Искренне Ваш
В. Василенко
30 марта 1984 г.
Дорогой Станислав Юрьевич!
Поздравляю Вас с днем ПОБЕДЫ и желаю счастья и еще новых прекрасных стихов. Поэзия — это единственно самое высокое из искусств, в нем ярче и полнее звучит голос сердца. Анна Ахматова писала: “Наше священное ремесло существует тысячи лет... С ним и без света миру светло...” Я уверен, что в этом истина. Мне поэзия, я это знаю, помогла жить тогда, когда смерть почти стояла у моего изголовья.
С искренним уважением
В. М. Василенко
6 мая 1984 г.
Дорогой Станислав Юрьевич!
Посылаю Вам мой перевод “Ворона”. Побудило меня заняться им то, что Э. По придавали больше в словах и выраженьях пышности, чем у него их было. Эд. По все же очень прост, но простота эта высоко изысканная.

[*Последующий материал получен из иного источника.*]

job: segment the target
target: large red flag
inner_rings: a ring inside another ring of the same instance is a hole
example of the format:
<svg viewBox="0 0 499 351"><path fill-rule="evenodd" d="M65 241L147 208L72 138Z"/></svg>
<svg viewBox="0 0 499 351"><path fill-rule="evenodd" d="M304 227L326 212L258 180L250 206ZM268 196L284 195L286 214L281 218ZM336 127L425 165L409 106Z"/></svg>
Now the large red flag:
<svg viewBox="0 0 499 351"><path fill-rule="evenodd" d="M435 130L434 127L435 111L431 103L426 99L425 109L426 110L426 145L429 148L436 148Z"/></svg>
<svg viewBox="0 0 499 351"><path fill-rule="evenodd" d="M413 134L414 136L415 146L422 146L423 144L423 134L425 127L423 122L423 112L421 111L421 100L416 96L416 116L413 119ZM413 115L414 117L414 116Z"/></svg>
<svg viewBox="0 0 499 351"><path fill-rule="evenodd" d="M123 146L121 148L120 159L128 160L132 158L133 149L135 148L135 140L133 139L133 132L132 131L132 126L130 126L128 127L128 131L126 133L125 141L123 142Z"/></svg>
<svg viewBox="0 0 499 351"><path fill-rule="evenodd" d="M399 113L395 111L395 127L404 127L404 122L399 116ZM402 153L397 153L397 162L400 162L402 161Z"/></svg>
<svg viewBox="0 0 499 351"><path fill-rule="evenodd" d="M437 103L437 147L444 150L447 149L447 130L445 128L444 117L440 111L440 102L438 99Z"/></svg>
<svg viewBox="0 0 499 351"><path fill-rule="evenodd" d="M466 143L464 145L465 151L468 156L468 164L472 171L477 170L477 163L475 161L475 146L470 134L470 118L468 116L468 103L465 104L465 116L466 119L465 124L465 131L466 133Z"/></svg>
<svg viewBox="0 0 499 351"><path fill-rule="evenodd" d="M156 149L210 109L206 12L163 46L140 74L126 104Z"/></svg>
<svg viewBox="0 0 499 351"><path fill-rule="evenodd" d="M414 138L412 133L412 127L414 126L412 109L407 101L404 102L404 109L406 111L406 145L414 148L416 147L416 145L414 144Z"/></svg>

Бальмонт и Брюсов облачали “Ворона” в слишком роскошные одежды, так мне кажется. Над своим переводом я работал очень долго. Он был начат в 1950 в Абези на Воркуте (я там нашел несколько листков английского текста, вырванных из книжки, каким-то чудом попавших туда, и, уединившись, стал переводить).
Главное, еще что я хотел дать в моем переводе — это восстановить основную мужскую рифму, которая проходит через все стихотворение у Эд. По. Но Бальмонт и Брюсов отступали от этого, и когда текст подходил к появлению “Ворона”, рифма менялась. Это не хорошо. У По рифма проходит сквозь все строфы, как тонкая изящная колонна, и на ней, как я уже сказал выше, все держится.
Наконец “Невермор” Бальмонт один раз оставил, но ведь ворон англичанин, говорит по-аглицки и потому оставлять в русском с английского только одно слово английского неверно: вот если бы ворон говорил по-гречески с англичанином-поэтом, тогда дело другое.
Брюсовское (и у других) “Никогда”, иногда у него же “больше никогда”, точно по смыслу, но противоречит замыслу поэта. Во второй публикации “Ворона” Эдг. По писал, что хотел в “Невермор” (простите, что пишу по-русски, у меня в машинке только русский алфавит) передать хриплое карканье ворона. Невермор подходит.
В русском “Никогда” (хотя это по смыслу очень точно) этого хриплого карканья нет и в помине, и основная идея поэта ускользает. В этом звучанье, в его символике было то, что много после очаровало символистов, открывших Эдгара По. Помимо этого в “Невермор”, мне кажется, есть что-то от изящной и легкой конструкции, такой, как конструкция, скажем, решеток, вымпергов, “витражей” английской готической архитектуры. Эта “готичность” иногда (очень изящная) звучит в некоторых английских словах! Я не могу принять поэтому и перевода М. Донского. В его переводе, скажем, правда, — и это безусловно достоинство — есть единая рифма, но это “никогда”. И легкий Э. По очень звучит тяжеловесно: “Гость пожаловал сюда”... “о, Линор, моя звезда!” и пр. Неудачно у него и начало, очень важное в стихотворении: “Раз (?!) в тоскливый час полночный я искал основы прочной (?!). У Э. По ничего этого нет. Нехорошо: “Восседает Ворон черный (у Эдг. По нет нигде нет в целом указания на то, что Ворон черный, это ясно и так, и только в последней строфе он говорит о черных перьях, но это другое), давит будто глыба льда” (это все отсебятина).
Не могу принять и перевод Е. Бетаки (Избран. соч. Э. По в двух томах, 1973). Он переводит: “Грозно каркнул — не вернуть!”. Слово “Не вернуть” легковесно, незначительно, чересчур бытовое, а потому и “грозно” не помогает. Я долго искал и пришел к “Возврата нет!” Согласитесь ли Вы? В нем есть легкость готической конструкции “Невермор” и величественность. До меня кроме Бальмонта и Брюсова (их переводы, конечно, все-таки хороши) переводили многие. Оболенский в 1978 г. дал “Возврата нет!”, но я об этом узнал лишь недавно. Но остальное у него не хорошо. “Да, я один, ея уж нет, — всю ночь не сплю. Мерцает свет!” и т. д. У Мережковского очень приблизительно: “Тот, кто Ворона видал — не спасется никогда”. Вот это и побудило меня попробовать перевести “Ворона”, конечно, тоже несовершенно, но внести новое.
Искренне рад. Звоните мне. Я очень рад всегда Вашим звонкам. Поклон Вашей жене и Сереже. Ему большая благодарность за труд “извлечения” моих виршей из недр редакции.